[CLN-list] Linking against cln fails when built with link-time-optimization
Alexey Sheplyakov
asheplyakov at yandex.ru
Sat Sep 26 21:26:22 CEST 2020
Hello,
22.09.2020, 03:53, "Atri Bhattacharya" <badshah400 at opensuse.org>:
> To follow up on this, we found that the problem was us building the cln
> library with "-fvisibility-inlines-hidden" in combination with LTO.
> Turning off the "-fvisibility-inlines-hidden" flag has fixed this issue
> (even with LTO enabled).
Not exactly. The problem is *us* breaking the standard (ISO C++98) for performance reasons.

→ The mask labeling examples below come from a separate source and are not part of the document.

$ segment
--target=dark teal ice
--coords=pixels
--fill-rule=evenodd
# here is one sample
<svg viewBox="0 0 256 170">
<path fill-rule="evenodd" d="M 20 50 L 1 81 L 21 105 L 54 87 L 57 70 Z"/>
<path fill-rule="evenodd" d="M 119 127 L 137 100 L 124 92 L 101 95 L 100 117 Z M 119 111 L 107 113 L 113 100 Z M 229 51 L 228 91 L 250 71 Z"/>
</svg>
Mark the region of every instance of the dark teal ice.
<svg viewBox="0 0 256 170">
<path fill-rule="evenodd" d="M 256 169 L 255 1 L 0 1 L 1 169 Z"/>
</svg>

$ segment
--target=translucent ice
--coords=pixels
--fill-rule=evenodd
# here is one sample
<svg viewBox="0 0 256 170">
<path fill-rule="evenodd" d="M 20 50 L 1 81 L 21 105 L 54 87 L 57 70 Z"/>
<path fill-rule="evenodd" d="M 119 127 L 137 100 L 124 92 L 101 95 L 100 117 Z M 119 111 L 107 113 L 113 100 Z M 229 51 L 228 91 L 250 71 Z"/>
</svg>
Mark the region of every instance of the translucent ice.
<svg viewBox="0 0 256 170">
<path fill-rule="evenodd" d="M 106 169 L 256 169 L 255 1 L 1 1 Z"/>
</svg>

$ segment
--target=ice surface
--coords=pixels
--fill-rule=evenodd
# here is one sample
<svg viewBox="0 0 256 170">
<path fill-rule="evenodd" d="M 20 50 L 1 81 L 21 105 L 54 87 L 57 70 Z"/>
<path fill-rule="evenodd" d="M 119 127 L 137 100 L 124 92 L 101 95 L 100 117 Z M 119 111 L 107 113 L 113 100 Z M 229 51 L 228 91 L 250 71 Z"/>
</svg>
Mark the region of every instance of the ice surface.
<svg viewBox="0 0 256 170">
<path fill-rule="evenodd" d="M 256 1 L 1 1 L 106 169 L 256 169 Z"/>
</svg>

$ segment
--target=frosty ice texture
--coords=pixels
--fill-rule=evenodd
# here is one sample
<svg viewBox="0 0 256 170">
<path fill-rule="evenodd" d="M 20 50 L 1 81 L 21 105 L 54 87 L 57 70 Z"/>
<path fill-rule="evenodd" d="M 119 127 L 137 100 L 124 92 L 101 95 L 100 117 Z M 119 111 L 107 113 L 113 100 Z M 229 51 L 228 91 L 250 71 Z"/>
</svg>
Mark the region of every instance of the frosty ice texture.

Consider include/cln/rational.h
19
20 extern const cl_I denominator (const cl_RA& r);
21
and src/rational/cl_RA.h
149 inline const cl_I denominator (const cl_RA& r)
150 {
151 if (integerp(r))
152 return 1;
153 else
154 return TheRatio(r)->denominator;
155 }
Notice that the same function is declared non-inline in the public header, however
it's implemented as inline. That's because we don't want to expose too many
implementation details, and yet we want to inline that function in CLN itself.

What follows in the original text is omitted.